Один парень ухватил меня сзади за рубашку и дернул. Рубашка лопнула по шву на спине, прежде чем я успел вырваться из его рук.

Впрочем, порванная рубашка ничего для меня не значила. С некоторых пор мне вообще стало на все наплевать. Лишь время от времени я задавался одним и тем же вопросом: почему я все еще жив? Может, потому, что эти ублюдки знали о моих вашингтонских связях? Или считали, что я работаю на ЦРУ? Или, наконец, поверили в то, что я не последний человек в вашингтонской полиции?

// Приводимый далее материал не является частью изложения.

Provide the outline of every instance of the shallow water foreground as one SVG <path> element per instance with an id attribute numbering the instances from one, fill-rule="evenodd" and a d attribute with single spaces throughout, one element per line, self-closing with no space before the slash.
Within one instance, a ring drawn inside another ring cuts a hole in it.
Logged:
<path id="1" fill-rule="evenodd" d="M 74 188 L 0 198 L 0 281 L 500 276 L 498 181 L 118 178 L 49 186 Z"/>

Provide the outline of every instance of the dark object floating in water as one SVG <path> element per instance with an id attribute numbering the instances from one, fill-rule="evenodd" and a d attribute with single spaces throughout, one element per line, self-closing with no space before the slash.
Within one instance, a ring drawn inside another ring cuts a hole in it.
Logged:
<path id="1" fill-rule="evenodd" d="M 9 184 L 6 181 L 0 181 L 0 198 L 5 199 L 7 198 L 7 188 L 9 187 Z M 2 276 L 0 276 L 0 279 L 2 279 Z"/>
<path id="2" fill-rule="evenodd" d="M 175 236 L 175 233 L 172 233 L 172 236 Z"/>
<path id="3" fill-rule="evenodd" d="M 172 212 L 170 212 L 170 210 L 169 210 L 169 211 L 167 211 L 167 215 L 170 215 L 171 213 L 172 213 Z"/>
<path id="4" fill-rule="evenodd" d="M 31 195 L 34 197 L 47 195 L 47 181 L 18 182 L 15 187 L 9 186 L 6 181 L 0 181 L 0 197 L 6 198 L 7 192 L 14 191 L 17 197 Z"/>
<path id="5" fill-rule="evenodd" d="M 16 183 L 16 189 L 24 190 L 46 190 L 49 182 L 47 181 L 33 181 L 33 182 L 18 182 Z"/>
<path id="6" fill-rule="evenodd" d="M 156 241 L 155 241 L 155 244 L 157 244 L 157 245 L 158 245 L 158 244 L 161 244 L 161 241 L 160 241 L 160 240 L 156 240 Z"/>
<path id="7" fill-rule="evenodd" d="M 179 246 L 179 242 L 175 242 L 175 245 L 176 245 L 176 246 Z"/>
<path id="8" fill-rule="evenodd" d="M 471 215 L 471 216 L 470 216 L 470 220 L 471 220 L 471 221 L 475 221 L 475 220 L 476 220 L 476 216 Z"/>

Ценой неимоверных усилий я наконец пробился к воротам и теперь гипнотизировал взглядом стоявшего с противоположной стороны ограды упитанного морского пехотинца. У меня не было паспорта, ботинок и нормальной или хотя бы чистой одежды; тем не менее мне хватило наглости, глядя на пехотинца в упор, сообщить ему, что зовут меня Алекс Кросс и я приехал из Вашингтона, где работаю детективом в полиции округа Колумбия. Ну и самое главное: что мне нужно срочно поговорить с послом.

Морпех, разумеется, не поверил ни единому моему слову. Судя по выражению его лица, ему вообще не хотелось меня слушать. Но я продолжал гнуть свое.

— Меня похитили. Но я действительно офицер американской полиции, — сказал я. — Кроме того, недавно я был свидетелем жестокого убийства.

Уголком рта морской пехотинец едва слышно произнес:

— Встаньте, как все, в очередь…

 

Глава сто шестнадцатая

От такой отповеди я чуть не вспылил, но тут же подумал, что, если хочу чего-то здесь добиться, мне нужно срочно менять тактику. Как-никак я располагал ценными данными, включая секреты Аданны, которыми необходимо поделиться с людьми, способными оценить и использовать эту информацию.

Поэтому я, чтобы успокоиться и разложить мысли по полочкам, несколько минут молча постоял возле ворот консульства, после чего возобновил атаки на избранного мной в качестве жертвы морского пехотинца — да так удачно, что наконец убедил его сообщить мое имя своему начальству. Ответ пришел на удивление быстро: «Проведите детектива Кросса на территорию консульства». Казалось, будто меня здесь ждали. Признаться, я не знал, добрый ли это знак, но по размышлении пришел к выводу, что не очень, особенно принимая во внимание мою здешнюю деятельность и приключения.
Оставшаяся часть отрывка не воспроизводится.